Questa sì è fantascienza, che fa male alle menti e ai corpi, perché nel frattempo Lidia e altri/e hanno permesso al governo di mandare forze combattenti in Afghanistan, dopo averci promesso che sarebbero state fuori dalla guerra: ed oggi, come altri no-war trasportati nella maggioranza governativa, si accingono a riconfermarvi non le ipotetiche forze non combattenti ma Lagunari, Incursori, Parà, Assaltatori.

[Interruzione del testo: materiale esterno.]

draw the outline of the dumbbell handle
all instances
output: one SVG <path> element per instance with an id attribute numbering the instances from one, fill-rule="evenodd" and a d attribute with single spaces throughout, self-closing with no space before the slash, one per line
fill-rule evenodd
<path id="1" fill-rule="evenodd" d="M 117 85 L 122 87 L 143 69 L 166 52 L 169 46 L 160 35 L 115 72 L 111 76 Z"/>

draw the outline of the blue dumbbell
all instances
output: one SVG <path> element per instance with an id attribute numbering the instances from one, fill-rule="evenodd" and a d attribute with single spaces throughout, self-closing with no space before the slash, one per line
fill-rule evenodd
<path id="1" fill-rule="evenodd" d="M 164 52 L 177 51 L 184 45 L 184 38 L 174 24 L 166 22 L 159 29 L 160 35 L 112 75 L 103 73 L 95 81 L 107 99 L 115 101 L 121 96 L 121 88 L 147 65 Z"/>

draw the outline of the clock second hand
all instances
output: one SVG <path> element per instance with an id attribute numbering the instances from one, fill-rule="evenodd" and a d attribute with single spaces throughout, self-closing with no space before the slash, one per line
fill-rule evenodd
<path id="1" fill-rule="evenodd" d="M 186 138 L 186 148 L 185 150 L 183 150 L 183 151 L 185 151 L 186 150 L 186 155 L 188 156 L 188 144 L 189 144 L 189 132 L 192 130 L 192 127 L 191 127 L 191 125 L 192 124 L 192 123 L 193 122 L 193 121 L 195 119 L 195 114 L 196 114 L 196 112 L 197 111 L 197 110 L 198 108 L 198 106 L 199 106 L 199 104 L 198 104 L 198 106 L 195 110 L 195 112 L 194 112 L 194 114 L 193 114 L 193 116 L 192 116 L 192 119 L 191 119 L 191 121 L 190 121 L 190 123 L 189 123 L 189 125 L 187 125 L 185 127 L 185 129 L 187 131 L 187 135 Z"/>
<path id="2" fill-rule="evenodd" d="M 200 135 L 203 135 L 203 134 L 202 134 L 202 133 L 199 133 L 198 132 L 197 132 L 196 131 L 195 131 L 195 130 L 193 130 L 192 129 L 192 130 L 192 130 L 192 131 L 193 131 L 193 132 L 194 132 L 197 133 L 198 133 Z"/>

Sarebbero queste le nuove categorie analitiche, la razionalità, l’”atteggiamento modesto e sommesso che procede attraverso il metodo del consenso”, quando peraltro i due terzi degli italiani sono contro la guerra in Afghanistan e la metà contro la missione in Libano?

Menapace e altri/e si sono risentiti perchè li ho definiti malati della “sindrome del governo amico”. Ma produrrebbero analisi così inverosimili, voterebbero le missioni, si entusiasmerebbero per i militari in Libano e per la politica estera italiana se il “conducator” della carrozza bellica fosse ancora Berlusconi e non D’Alema?